How to configure Stocator on Amazon EMR

175 views Asked by At

I am trying to configure Stocator on an Amazon EMR cluster to access data on Amazon s3. I have found resources that indicate that this should be possible, but very little detail on how to get this to work.

When I start my EMR cluster I use the following config:

{
    "classification": "core-site",
    "properties": {
        "fs.stocator.scheme.list": "cos",
        "fs.cos.impl": "com.ibm.stocator.fs.ObjectStoreFileSystem",
        "fs.stocator.cos.impl": "com.ibm.stocator.fs.cos.COSAPIClient",
        "fs.stocator.cos.scheme":"cos"
    }
}

I then try to access a file using cos://mybucket.service/myfile

This yields an error due to missing credentials.

I add the credentials, in spark-shell, to the properties using:

val credentials = new com.amazonaws.auth.DefaultAWSCredentialsProviderChain().getCredentials
sc.hadoopConfiguration.set("fs.cos.service.access.key",credentials.getAWSAccessKeyId)
sc.hadoopConfiguration.set("fs.cos.service.secret.key",credentials.getAWSSecretKey)

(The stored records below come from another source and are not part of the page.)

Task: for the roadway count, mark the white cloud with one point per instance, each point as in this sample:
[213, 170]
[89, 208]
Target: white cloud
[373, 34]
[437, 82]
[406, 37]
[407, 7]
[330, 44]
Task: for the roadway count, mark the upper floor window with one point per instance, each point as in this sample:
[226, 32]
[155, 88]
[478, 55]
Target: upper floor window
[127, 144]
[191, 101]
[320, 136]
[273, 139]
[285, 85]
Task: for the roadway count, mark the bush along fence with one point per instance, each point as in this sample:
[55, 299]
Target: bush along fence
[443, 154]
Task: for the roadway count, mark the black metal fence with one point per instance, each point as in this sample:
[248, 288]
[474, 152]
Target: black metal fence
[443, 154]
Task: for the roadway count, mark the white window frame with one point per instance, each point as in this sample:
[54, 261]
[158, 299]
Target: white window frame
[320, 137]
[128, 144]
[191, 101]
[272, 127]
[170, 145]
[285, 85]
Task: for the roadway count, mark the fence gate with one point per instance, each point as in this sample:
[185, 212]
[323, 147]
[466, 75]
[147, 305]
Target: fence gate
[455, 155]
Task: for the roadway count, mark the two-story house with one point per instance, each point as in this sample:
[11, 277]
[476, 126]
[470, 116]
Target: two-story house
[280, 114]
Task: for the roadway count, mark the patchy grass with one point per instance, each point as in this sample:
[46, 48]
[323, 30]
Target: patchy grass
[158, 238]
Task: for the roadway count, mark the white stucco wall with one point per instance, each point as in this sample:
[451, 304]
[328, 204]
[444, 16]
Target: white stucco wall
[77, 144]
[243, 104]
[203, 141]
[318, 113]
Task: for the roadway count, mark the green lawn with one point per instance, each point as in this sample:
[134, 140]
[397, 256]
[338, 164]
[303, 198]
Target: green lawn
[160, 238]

Now when I try to access cos://mybucket.service/myfile I get the error: org.apache.spark.sql.AnalysisException: Path does not exist:.

accessing the file using s3://mybucket/myfile works, as it doesn't use Stocator. Also accessing the file via the amazon CLI works.

Are there any online resources detailing how to get Stocator working on AWS?

Has anyone successfully done this themselves, and can you share your configuration?

1

There are 1 answers

1
stevel On
  1. You may want to just contact Gil Vernik and ask for advice. Do make sure that it works with the EMR S3 consistency semantics; I believe it should.
  2. Hadoop 3.1 has its own high performance committers, probably faster than Stocator. (but I would say that, wouldn't I?)
  3. And part of the source for that code came from the Netflix S3A committer.

I'd play with the netflix one as I'm confident it works well there.